At the most basic level, one can surmise that Canon chose to include a low pass filter in the EOS 5Ds while also offering the EOS 5Ds R without¹ a low pass filter because they felt there was enough demand for both options in the marketplace to generate a worthwhile return on the additional investment during product developments as well as the additional expense of having two models instead of one during production and distribution.
¹ Though it is not actually without a low pass filter. Rather, it has a low pass filter that reverses its own effect, as your question accurately reflects.
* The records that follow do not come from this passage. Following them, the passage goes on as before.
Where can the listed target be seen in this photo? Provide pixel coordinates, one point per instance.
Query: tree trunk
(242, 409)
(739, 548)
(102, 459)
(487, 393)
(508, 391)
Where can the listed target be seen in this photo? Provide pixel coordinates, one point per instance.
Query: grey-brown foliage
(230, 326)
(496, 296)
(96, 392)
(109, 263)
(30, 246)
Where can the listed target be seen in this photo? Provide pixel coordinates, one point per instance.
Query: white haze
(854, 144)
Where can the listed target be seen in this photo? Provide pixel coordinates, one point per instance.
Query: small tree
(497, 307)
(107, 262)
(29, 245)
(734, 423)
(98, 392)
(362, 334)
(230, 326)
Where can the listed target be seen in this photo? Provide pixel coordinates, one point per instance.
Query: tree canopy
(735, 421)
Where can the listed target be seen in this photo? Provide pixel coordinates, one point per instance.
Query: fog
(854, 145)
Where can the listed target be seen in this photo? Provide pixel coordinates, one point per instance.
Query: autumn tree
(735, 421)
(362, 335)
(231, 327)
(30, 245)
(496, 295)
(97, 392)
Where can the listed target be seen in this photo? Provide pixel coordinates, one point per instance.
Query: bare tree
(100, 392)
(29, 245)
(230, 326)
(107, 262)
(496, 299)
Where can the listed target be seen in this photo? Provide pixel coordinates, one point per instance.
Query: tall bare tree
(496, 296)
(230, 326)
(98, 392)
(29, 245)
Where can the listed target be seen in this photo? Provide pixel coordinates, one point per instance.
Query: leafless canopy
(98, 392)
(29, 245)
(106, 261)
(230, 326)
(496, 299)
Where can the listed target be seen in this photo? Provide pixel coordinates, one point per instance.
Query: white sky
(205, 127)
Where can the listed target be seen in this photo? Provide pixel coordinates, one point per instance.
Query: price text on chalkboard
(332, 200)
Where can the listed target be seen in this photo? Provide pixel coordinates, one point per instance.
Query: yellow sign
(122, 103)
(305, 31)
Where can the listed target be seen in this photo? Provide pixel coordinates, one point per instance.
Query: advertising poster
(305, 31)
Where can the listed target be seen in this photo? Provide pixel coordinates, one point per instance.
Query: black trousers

Just like the Nikon D800E, the EOS 5Ds R actually does have an "anti-aliasing" low pass filter in which the second layer is oriented at 180° from the first. Orienting at 180° instead of the typical 90° largely reverses the effect of the first layer. This makes two different versions of the same model much more feasible from a production cost standpoint:
- All of the spacing in the filter stack in front of the surface of the sensor can be the same.
- The resulting filter stack will have the same effective "cover glass" thickness for both models. Cover glass thickness is important because it determines certain lens design parameters to take into account regarding the way light is refracted as it goes through the filter stack immediately in front of the sensor. Remove the cover glass, or change its thickness, and the same lenses will perform differently at the same lens to sensor distance.
Roger Cicala, the founder and chief lens guru at lensrentals.com, wrote a series of blogs on the subject of cover glass thickness after he discovered not using a cover glass for one of his testing methods on a lab bench were giving very unexpected results. These explain how varying the cover glass thickness can affect lens performance.